Pyridine as novel substrate for regioselective oxygenation with aromatic peroxygenase from Agrocybe aegerita was written by Ullrich, Rene;Dolge, Christoph;Kluge, Martin;Hofrichter, Martin. And the article was included in FEBS Letters in 2008.Computed Properties of C7H9NO This article mentions the following:
Agrocybe aegerita peroxidase (AaP) is a versatile extracellular biocatalyst that can oxygenate aromatic compounds Here, we report on the selective oxidation of pyridine (PY) yielding pyridine N-oxide as sole product.
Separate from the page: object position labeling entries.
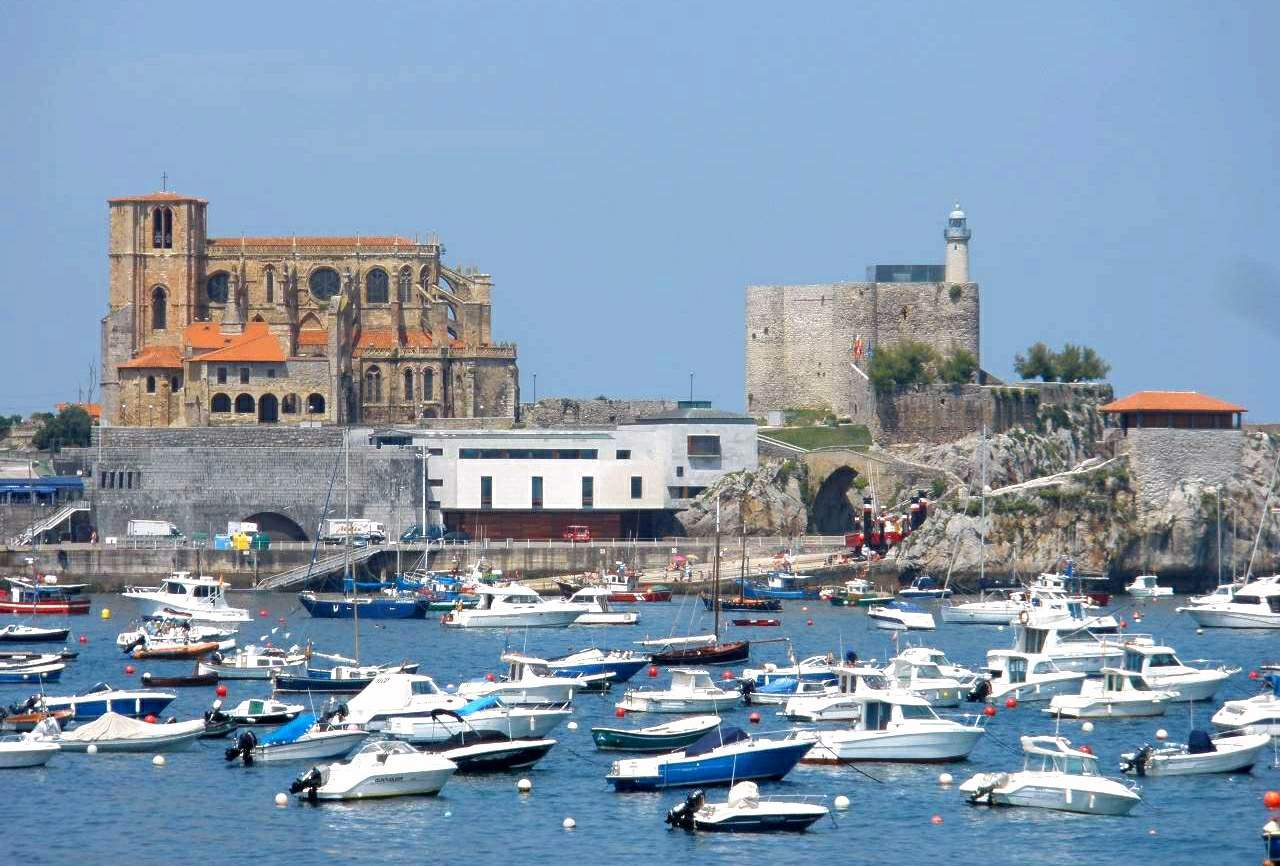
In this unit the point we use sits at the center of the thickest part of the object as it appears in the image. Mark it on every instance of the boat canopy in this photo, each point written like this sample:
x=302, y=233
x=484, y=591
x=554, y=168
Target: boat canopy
x=289, y=732
x=713, y=740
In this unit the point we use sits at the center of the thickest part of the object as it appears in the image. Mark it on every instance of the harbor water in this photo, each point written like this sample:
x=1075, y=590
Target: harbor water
x=197, y=809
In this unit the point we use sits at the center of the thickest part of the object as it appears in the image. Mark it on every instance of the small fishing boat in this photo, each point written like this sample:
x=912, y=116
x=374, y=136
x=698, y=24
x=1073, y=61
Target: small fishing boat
x=1054, y=777
x=1201, y=755
x=263, y=711
x=1119, y=695
x=100, y=699
x=304, y=738
x=597, y=612
x=924, y=587
x=112, y=732
x=32, y=748
x=17, y=633
x=1146, y=586
x=620, y=665
x=725, y=755
x=667, y=737
x=900, y=617
x=380, y=768
x=744, y=812
x=690, y=691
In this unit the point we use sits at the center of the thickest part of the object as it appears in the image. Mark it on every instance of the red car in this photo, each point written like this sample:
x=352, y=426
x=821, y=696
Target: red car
x=576, y=534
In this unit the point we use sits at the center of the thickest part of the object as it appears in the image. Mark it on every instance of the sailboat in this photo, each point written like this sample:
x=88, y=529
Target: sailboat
x=713, y=651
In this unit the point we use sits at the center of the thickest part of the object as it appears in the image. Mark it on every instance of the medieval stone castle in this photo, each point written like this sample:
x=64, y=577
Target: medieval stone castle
x=808, y=346
x=213, y=331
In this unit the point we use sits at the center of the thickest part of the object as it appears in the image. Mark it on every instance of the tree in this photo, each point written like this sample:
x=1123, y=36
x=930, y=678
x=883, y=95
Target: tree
x=959, y=367
x=68, y=427
x=900, y=365
x=1037, y=363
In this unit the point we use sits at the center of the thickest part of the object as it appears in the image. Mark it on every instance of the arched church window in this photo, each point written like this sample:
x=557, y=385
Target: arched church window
x=376, y=287
x=159, y=308
x=324, y=283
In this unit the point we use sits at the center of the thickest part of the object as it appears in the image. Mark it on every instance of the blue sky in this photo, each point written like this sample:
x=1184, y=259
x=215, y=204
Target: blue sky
x=624, y=170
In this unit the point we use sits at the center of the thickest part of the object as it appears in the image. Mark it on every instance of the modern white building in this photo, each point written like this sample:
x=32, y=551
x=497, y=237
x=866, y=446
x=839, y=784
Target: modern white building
x=624, y=481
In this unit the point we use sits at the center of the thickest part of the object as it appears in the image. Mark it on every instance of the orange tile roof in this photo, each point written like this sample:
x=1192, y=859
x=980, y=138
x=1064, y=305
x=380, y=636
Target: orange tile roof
x=256, y=344
x=94, y=409
x=155, y=357
x=1170, y=402
x=155, y=196
x=318, y=241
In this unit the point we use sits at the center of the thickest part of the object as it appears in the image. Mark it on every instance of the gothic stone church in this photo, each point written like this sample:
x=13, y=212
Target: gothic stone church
x=209, y=331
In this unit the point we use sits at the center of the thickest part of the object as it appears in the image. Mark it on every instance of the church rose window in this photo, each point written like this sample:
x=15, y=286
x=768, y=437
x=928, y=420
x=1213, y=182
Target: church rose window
x=324, y=284
x=215, y=287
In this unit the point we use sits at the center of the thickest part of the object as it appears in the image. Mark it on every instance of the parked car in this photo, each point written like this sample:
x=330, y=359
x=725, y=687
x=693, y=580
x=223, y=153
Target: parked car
x=576, y=534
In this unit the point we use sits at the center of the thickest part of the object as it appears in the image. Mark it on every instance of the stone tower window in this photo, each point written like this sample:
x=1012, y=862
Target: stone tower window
x=161, y=228
x=159, y=308
x=376, y=287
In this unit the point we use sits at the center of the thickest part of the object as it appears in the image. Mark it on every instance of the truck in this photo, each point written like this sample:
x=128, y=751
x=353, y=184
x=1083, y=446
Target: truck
x=152, y=530
x=337, y=531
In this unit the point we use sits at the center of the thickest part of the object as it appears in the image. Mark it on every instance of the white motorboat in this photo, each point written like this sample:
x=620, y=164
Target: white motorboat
x=1159, y=669
x=1054, y=777
x=396, y=695
x=1255, y=605
x=691, y=691
x=895, y=727
x=1119, y=695
x=204, y=599
x=379, y=768
x=1146, y=586
x=255, y=663
x=304, y=738
x=32, y=748
x=597, y=610
x=900, y=617
x=1255, y=715
x=1025, y=677
x=1201, y=755
x=853, y=682
x=512, y=606
x=118, y=733
x=529, y=682
x=744, y=812
x=926, y=679
x=485, y=714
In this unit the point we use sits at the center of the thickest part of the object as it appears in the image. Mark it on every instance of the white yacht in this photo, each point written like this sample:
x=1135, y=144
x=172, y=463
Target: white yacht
x=529, y=682
x=1201, y=755
x=691, y=691
x=1119, y=695
x=597, y=610
x=1025, y=677
x=204, y=599
x=1159, y=669
x=380, y=768
x=512, y=605
x=1255, y=605
x=1146, y=586
x=1055, y=777
x=895, y=727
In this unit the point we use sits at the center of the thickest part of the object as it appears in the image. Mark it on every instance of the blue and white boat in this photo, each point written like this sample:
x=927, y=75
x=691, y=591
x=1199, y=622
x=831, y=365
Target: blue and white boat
x=620, y=664
x=100, y=699
x=723, y=756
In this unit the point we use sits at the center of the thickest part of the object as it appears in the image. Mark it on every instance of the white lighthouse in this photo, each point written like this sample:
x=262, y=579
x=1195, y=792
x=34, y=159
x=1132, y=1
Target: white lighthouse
x=958, y=246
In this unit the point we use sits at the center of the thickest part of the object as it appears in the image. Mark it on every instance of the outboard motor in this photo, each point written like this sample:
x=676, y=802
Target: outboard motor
x=243, y=748
x=307, y=782
x=682, y=815
x=979, y=691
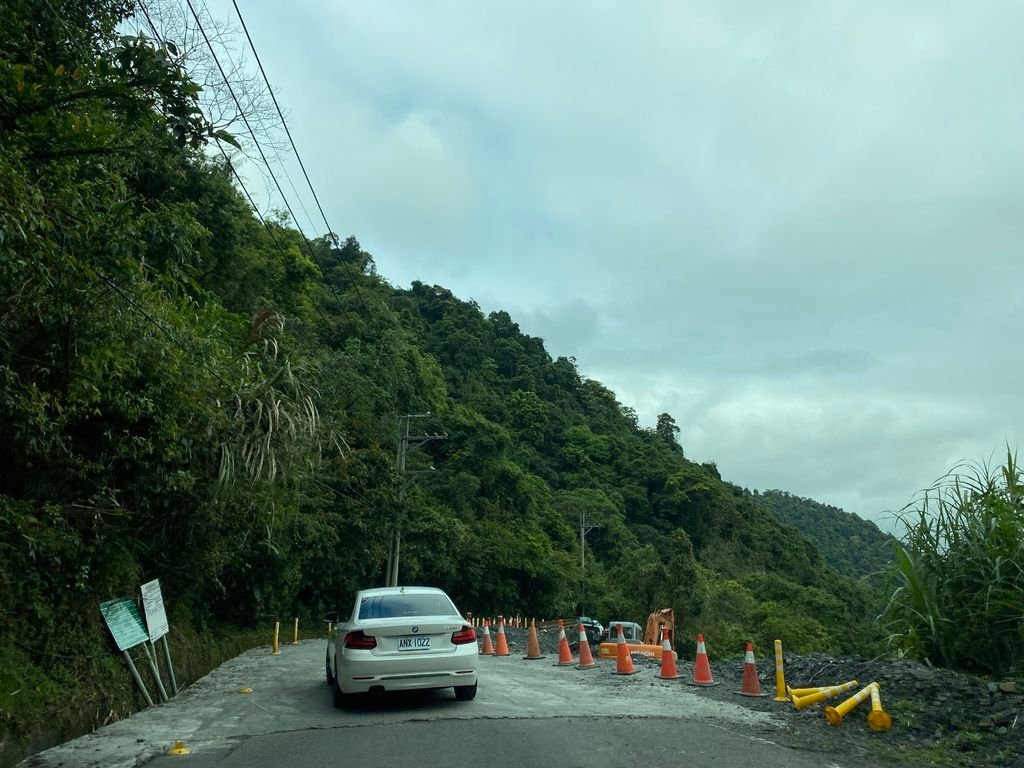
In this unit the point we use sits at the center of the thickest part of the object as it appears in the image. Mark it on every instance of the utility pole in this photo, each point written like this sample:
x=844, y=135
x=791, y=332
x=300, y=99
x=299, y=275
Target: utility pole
x=404, y=479
x=585, y=527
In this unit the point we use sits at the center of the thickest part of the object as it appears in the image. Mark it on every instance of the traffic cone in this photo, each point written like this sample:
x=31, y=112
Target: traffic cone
x=835, y=715
x=669, y=671
x=487, y=649
x=624, y=662
x=532, y=645
x=502, y=645
x=751, y=685
x=878, y=719
x=701, y=668
x=800, y=702
x=586, y=657
x=564, y=652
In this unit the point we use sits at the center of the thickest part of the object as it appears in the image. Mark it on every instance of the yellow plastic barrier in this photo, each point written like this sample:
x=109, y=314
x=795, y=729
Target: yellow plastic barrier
x=801, y=702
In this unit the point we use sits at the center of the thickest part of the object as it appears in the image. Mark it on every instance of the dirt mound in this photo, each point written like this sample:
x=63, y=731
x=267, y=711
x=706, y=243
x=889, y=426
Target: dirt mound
x=939, y=716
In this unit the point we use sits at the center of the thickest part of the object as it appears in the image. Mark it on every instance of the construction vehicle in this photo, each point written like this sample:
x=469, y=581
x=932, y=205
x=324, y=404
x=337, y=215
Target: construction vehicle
x=652, y=633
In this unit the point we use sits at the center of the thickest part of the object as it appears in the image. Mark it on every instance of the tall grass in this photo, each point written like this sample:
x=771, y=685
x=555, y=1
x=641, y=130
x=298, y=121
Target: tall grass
x=958, y=599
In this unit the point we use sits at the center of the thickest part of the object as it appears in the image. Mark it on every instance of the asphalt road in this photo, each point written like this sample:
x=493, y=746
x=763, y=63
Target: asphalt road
x=524, y=714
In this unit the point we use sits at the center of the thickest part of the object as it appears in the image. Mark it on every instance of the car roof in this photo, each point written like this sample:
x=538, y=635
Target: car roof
x=401, y=591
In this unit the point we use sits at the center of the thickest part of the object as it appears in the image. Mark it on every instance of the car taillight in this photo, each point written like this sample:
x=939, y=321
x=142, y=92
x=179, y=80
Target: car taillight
x=463, y=636
x=359, y=641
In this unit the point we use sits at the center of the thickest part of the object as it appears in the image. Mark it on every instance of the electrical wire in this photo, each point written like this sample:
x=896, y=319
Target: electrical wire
x=295, y=148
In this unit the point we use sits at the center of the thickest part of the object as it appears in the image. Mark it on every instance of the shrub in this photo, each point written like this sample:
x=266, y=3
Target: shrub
x=960, y=571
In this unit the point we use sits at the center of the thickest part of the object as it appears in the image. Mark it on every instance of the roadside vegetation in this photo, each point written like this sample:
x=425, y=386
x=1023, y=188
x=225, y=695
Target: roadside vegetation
x=190, y=393
x=960, y=571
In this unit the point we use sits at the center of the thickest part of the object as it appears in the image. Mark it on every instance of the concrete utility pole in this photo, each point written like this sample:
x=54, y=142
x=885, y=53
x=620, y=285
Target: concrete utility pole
x=406, y=478
x=585, y=527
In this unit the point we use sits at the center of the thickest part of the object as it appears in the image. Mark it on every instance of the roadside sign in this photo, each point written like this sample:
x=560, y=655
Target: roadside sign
x=124, y=622
x=153, y=604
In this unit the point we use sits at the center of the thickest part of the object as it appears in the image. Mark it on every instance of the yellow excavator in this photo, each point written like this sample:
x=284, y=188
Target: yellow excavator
x=657, y=620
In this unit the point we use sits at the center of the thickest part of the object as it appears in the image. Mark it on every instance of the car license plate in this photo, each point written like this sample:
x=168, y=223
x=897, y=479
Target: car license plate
x=414, y=642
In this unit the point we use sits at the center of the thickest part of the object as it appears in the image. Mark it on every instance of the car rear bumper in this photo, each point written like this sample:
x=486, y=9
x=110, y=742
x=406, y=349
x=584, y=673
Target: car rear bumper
x=364, y=675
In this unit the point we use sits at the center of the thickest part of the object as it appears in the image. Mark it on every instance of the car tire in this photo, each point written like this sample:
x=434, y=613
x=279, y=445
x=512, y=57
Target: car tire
x=465, y=692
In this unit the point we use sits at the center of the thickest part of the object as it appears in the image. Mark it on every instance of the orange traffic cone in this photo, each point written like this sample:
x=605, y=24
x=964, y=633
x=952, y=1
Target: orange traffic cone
x=586, y=657
x=669, y=671
x=751, y=686
x=487, y=649
x=532, y=646
x=502, y=645
x=701, y=668
x=564, y=653
x=624, y=662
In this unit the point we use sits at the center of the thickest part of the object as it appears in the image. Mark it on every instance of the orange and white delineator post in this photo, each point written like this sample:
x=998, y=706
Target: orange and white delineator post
x=586, y=657
x=532, y=645
x=878, y=719
x=624, y=662
x=669, y=671
x=564, y=653
x=835, y=715
x=800, y=702
x=502, y=646
x=779, y=674
x=751, y=684
x=701, y=667
x=487, y=649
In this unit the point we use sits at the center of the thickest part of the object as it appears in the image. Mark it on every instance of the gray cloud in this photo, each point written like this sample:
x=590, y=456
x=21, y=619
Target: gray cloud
x=796, y=226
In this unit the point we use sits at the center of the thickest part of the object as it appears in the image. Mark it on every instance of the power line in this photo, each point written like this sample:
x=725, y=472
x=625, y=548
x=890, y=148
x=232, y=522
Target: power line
x=295, y=148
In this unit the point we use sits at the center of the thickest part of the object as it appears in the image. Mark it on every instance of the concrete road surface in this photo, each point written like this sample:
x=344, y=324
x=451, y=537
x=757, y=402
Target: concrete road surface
x=525, y=713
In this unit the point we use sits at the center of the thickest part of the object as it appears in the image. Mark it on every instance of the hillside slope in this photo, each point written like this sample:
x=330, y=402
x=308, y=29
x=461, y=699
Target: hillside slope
x=848, y=543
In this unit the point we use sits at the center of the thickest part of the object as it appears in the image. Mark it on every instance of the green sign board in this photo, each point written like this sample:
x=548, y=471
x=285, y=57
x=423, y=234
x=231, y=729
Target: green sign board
x=124, y=622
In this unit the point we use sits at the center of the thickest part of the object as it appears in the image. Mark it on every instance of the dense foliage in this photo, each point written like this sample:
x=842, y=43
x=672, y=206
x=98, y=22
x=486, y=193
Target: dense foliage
x=848, y=543
x=186, y=393
x=960, y=600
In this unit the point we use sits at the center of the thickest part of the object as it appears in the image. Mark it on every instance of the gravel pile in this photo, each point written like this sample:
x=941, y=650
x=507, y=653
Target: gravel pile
x=939, y=717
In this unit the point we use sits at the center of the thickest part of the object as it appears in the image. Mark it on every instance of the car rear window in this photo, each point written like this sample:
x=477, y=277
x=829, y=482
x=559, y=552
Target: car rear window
x=393, y=606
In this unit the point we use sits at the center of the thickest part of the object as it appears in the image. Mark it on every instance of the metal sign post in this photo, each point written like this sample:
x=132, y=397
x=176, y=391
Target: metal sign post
x=126, y=626
x=156, y=620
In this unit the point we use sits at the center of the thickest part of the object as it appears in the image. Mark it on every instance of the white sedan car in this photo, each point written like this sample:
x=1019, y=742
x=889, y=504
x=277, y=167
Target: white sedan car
x=402, y=638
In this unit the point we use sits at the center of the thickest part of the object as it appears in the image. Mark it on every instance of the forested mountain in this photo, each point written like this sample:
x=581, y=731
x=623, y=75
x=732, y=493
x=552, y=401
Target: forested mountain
x=848, y=543
x=193, y=394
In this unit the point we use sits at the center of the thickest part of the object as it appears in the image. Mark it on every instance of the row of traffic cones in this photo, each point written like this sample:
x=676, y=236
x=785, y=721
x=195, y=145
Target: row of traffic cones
x=750, y=685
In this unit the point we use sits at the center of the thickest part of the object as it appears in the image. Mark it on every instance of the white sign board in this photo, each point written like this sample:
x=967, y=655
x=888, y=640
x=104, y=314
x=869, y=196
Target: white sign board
x=153, y=604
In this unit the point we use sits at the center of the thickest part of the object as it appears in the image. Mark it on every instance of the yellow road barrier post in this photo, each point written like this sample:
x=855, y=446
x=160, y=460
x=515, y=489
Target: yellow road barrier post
x=878, y=719
x=800, y=702
x=835, y=715
x=779, y=674
x=179, y=749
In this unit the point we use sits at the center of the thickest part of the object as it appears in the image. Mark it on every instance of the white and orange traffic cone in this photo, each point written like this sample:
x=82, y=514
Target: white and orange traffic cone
x=586, y=657
x=701, y=668
x=487, y=649
x=624, y=662
x=751, y=685
x=502, y=645
x=669, y=671
x=564, y=653
x=532, y=645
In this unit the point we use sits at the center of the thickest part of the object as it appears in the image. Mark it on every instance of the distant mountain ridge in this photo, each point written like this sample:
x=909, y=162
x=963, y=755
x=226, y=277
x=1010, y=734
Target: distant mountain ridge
x=849, y=544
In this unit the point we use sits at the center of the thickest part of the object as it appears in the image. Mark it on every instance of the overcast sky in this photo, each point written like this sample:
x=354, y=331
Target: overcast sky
x=797, y=227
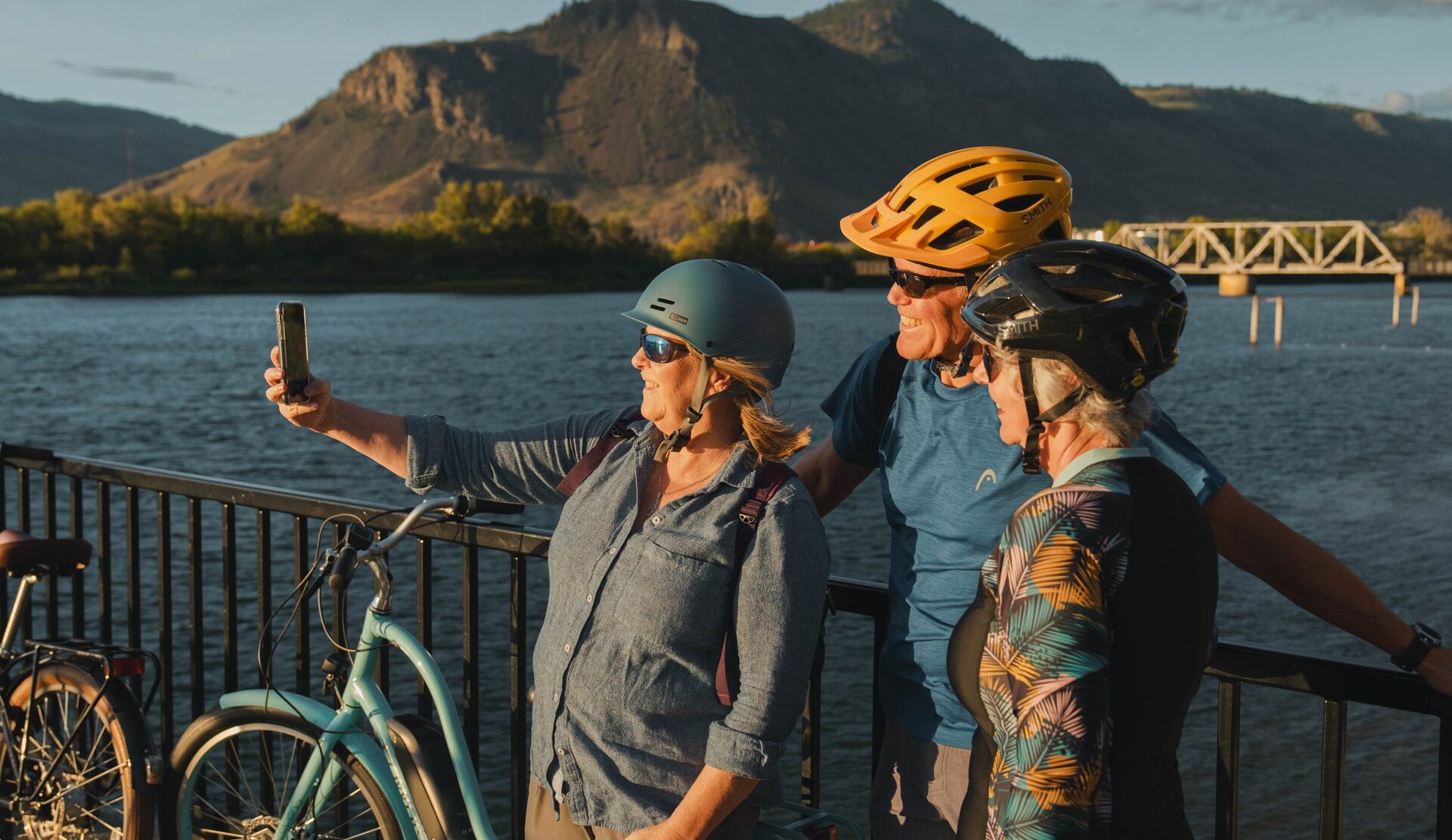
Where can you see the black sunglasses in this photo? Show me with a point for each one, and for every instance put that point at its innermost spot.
(659, 349)
(917, 285)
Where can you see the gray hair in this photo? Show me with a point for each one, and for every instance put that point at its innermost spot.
(1098, 414)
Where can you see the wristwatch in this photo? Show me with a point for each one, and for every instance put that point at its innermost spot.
(1423, 640)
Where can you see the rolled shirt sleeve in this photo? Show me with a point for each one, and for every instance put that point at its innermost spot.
(522, 464)
(779, 617)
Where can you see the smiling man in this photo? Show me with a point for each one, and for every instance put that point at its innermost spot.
(909, 408)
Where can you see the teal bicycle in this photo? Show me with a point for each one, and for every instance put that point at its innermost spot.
(272, 765)
(269, 764)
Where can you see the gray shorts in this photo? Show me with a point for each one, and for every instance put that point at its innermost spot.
(918, 788)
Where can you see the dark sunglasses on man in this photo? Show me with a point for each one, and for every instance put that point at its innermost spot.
(917, 285)
(659, 349)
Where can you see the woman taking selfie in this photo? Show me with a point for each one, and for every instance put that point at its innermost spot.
(687, 571)
(1092, 623)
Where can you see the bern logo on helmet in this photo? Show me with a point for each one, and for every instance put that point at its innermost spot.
(1037, 211)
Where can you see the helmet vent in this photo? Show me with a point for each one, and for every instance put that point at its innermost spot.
(959, 170)
(926, 215)
(1018, 203)
(979, 186)
(960, 232)
(1087, 295)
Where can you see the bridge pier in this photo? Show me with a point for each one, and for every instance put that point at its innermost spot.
(1236, 285)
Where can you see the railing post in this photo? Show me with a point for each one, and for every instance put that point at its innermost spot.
(812, 734)
(519, 711)
(104, 581)
(164, 609)
(1227, 764)
(1333, 769)
(302, 677)
(1445, 780)
(77, 578)
(228, 597)
(471, 652)
(53, 584)
(197, 606)
(265, 584)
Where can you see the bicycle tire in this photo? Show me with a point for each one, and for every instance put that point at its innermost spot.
(92, 797)
(241, 808)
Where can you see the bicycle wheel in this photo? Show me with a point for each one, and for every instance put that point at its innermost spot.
(98, 786)
(234, 770)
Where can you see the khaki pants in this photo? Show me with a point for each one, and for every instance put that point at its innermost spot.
(541, 824)
(918, 788)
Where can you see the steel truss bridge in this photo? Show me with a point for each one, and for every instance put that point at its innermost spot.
(1338, 247)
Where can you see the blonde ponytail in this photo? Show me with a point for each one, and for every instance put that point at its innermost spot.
(767, 434)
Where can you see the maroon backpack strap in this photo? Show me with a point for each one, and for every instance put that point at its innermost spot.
(597, 453)
(770, 478)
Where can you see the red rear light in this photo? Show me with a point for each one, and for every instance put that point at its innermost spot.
(128, 665)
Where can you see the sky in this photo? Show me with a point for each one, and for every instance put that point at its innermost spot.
(249, 66)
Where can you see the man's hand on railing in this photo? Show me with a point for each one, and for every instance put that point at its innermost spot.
(1436, 669)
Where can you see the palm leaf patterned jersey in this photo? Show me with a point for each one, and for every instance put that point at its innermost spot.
(1044, 675)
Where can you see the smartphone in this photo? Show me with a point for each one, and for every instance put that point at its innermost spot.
(292, 341)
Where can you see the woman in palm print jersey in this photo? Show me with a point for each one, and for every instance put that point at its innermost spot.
(1092, 621)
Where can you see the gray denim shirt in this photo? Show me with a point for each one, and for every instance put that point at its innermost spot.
(625, 665)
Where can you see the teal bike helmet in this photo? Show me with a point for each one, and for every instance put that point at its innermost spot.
(719, 309)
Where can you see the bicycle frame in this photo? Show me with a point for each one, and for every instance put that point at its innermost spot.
(361, 726)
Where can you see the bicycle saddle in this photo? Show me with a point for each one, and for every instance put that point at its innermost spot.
(22, 554)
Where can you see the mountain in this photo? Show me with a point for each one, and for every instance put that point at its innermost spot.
(648, 107)
(53, 145)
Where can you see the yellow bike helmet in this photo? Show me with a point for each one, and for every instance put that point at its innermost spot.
(967, 208)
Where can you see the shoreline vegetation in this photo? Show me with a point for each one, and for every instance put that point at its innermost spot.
(479, 238)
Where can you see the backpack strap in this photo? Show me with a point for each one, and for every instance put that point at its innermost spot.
(585, 466)
(768, 479)
(888, 380)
Using H2 18O2 as co-substrate, the origin of oxygen was confirmed to be the peroxide. Therefore, AaP can be regarded as a true peroxygenase transferring one oxygen atom from peroxide to the substrate. To our best knowledge, there are only two types of enzymes oxidizing PY at the nitrogen: bacterial methane monooxygenase and a few P 450 monooxygenases. AaP is the first extracellular enzyme and the first peroxidase that catalyzes this reaction, and it converted also substituted PYs into the corresponding N-oxides. In the experiment, the researchers used many compounds, for example, 3,5-Dimethylpyridine 1-oxide (cas: 3718-65-8Computed Properties of C7H9NO).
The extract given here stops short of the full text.